Ask Me Anything (AMA) session on Common Voice Variants for Languages

Hey Common Voice Community,

Save the date !

:partying_face: We would like to invite you to our Ask Me Anything (AMA) session on the New Common Voice Language Variants with Francis, Lingustic Advisor for Common Voice. Taking place on the 24th January, 2-3pm UTC.

See timezones: January 24, 2022January 24, 2022

Background: Language, Variants and Accents

We want to make Common Voice more lingusticaly inclusive we are inviting Communities to take part in determining variants for their langauges. Learn more about the the inclusion of variants onto Common Voice on our blog.

To support language communities in submitting their suggestions, please review the community guidance. Please read the guidelines in full and then discuss with your community groups.

Once your language community has discussed and decided on which variants you’d like to support, please submit your choices via this google form before the 31st January 23:00 UTC.

You can pre-submit questions from Friday 20th January 10:30am UTC

Any questions, we are unable to answer live will be followed up with on a later date. Please abide by the Community Participation Guidelines, when proposing questions.

We look forward to answering your questions :sparkles: Any questions not answered within the hour, will be followed up.


Question 1: How will it be incorporated into the software? Will it divide current language datasets or will it be an option like accent, selected by the user? How will this affect already existing data?

Francis’ response

It will be an option like accent, which is selected by the user on their profile page. Another column in the database. Previous releases will not have the variant annotation added. Contributors will be able to change variants in their profile, much like they can change accent/s, but previous dataset releases will not be retroactively changed.

Variant’s will be available in peoples profile page only for now but later in the year we will likely expand to the speak interface.


Question 2: In some variants the text-corpus is also affected. How will you handle these?

Francis’ response

This is true, in many of the cases as well as being spoken variants there will be written variants and these two will be related. We understand that written variants are also important and we intend to look at that at some point this year. There will be plenty of opportunity for community members express their interest in this so watch this space!

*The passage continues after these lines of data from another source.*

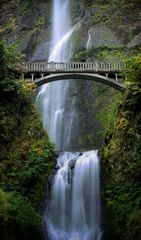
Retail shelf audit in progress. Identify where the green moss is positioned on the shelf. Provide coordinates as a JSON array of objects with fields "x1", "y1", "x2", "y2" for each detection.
[
  {"x1": 0, "y1": 40, "x2": 55, "y2": 240},
  {"x1": 102, "y1": 56, "x2": 141, "y2": 240}
]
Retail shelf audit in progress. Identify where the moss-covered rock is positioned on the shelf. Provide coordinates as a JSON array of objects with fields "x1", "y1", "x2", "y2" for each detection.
[
  {"x1": 0, "y1": 42, "x2": 55, "y2": 240},
  {"x1": 102, "y1": 54, "x2": 141, "y2": 240}
]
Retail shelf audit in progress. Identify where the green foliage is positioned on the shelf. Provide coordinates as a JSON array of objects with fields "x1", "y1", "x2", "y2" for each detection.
[
  {"x1": 34, "y1": 17, "x2": 45, "y2": 28},
  {"x1": 102, "y1": 56, "x2": 141, "y2": 240},
  {"x1": 0, "y1": 42, "x2": 55, "y2": 240}
]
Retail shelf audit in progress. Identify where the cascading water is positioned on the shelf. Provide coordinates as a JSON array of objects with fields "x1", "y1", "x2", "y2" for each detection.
[
  {"x1": 46, "y1": 150, "x2": 101, "y2": 240},
  {"x1": 37, "y1": 0, "x2": 81, "y2": 151},
  {"x1": 37, "y1": 0, "x2": 101, "y2": 240}
]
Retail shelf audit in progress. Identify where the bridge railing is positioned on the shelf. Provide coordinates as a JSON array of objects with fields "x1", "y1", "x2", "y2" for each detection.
[{"x1": 23, "y1": 61, "x2": 124, "y2": 73}]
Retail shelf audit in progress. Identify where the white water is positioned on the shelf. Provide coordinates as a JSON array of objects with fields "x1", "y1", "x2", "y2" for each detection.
[
  {"x1": 37, "y1": 0, "x2": 81, "y2": 151},
  {"x1": 37, "y1": 0, "x2": 101, "y2": 240},
  {"x1": 46, "y1": 150, "x2": 101, "y2": 240},
  {"x1": 86, "y1": 31, "x2": 92, "y2": 49}
]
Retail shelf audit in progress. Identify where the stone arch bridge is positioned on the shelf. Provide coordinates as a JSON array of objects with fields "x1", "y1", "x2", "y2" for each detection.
[{"x1": 22, "y1": 61, "x2": 125, "y2": 91}]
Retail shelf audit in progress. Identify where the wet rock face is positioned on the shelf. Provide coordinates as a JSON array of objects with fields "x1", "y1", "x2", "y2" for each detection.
[
  {"x1": 86, "y1": 25, "x2": 123, "y2": 48},
  {"x1": 0, "y1": 0, "x2": 141, "y2": 61}
]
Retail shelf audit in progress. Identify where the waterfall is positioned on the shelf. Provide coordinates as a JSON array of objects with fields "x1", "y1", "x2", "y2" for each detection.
[
  {"x1": 86, "y1": 30, "x2": 93, "y2": 49},
  {"x1": 46, "y1": 150, "x2": 101, "y2": 240},
  {"x1": 37, "y1": 0, "x2": 101, "y2": 240},
  {"x1": 37, "y1": 0, "x2": 81, "y2": 151}
]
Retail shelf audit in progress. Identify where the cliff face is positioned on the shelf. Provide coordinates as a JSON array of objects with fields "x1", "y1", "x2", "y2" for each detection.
[
  {"x1": 102, "y1": 57, "x2": 141, "y2": 240},
  {"x1": 0, "y1": 43, "x2": 55, "y2": 240},
  {"x1": 0, "y1": 0, "x2": 141, "y2": 60}
]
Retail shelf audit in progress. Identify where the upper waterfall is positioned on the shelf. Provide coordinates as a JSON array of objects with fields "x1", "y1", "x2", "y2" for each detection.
[{"x1": 37, "y1": 0, "x2": 81, "y2": 150}]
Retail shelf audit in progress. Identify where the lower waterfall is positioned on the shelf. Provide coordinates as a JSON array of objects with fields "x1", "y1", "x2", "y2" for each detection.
[{"x1": 45, "y1": 150, "x2": 102, "y2": 240}]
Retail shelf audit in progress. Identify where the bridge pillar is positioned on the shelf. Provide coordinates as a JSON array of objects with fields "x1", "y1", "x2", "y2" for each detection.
[
  {"x1": 21, "y1": 73, "x2": 24, "y2": 80},
  {"x1": 40, "y1": 73, "x2": 44, "y2": 78},
  {"x1": 31, "y1": 73, "x2": 35, "y2": 82},
  {"x1": 105, "y1": 73, "x2": 108, "y2": 78},
  {"x1": 115, "y1": 74, "x2": 118, "y2": 82}
]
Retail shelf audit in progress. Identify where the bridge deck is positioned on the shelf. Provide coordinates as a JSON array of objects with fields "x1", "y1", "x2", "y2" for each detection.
[{"x1": 23, "y1": 61, "x2": 125, "y2": 74}]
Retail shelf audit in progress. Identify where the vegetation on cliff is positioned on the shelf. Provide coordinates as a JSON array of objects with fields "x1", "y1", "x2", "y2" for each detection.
[
  {"x1": 102, "y1": 56, "x2": 141, "y2": 240},
  {"x1": 0, "y1": 42, "x2": 55, "y2": 240}
]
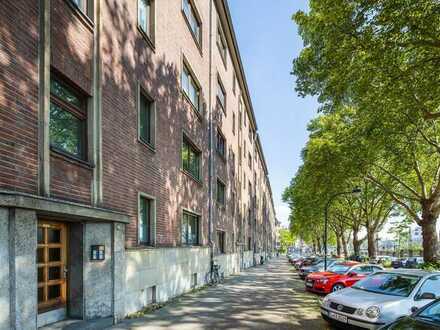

Question 3: In my understanding, we are trying to build models which can understand even foreign speakers (L1+L2+L3). How can we use variant info - except for testing perhaps?

Francis’ response

If the question is how should variants be applied to L2+ speakers, this will be down to the individual user, they will have the option of specifying an accent and also a variant. For example a French speaker who is speaking Mexican Spanish would use Mexican Spanish as the (hypothetical) variant, but they would be free to specify their accent as a French accent.

There are a few ways I could imagine the new metadata would be used, and probably many more that I can’t imagine. Aside from testing (as you note), it could be used for balancing training data, or doing multi-task learning. So far there has been little research into this, but the Common Voice dataset will enable that and hopefully improve speech recognition for everyone!


Question 4: With the mainly synthetic borders of nation-states of the pre-21th century, the concept is very politic and even that changes in time so does the language/variant itself. Variants are mainly location-based and with borders in hand, L2 languages got mixed with other L1/L2 languages of that area. (Ex: Turkish on Balkans got mixed with other Balkan languages). There is no hard line between a new language - a variant or accent, how can it be decided?

Francis’ response

Disclaimer: I’m not part of the Mozilla team, so can’t say anything about legal issues about countries and borders etc.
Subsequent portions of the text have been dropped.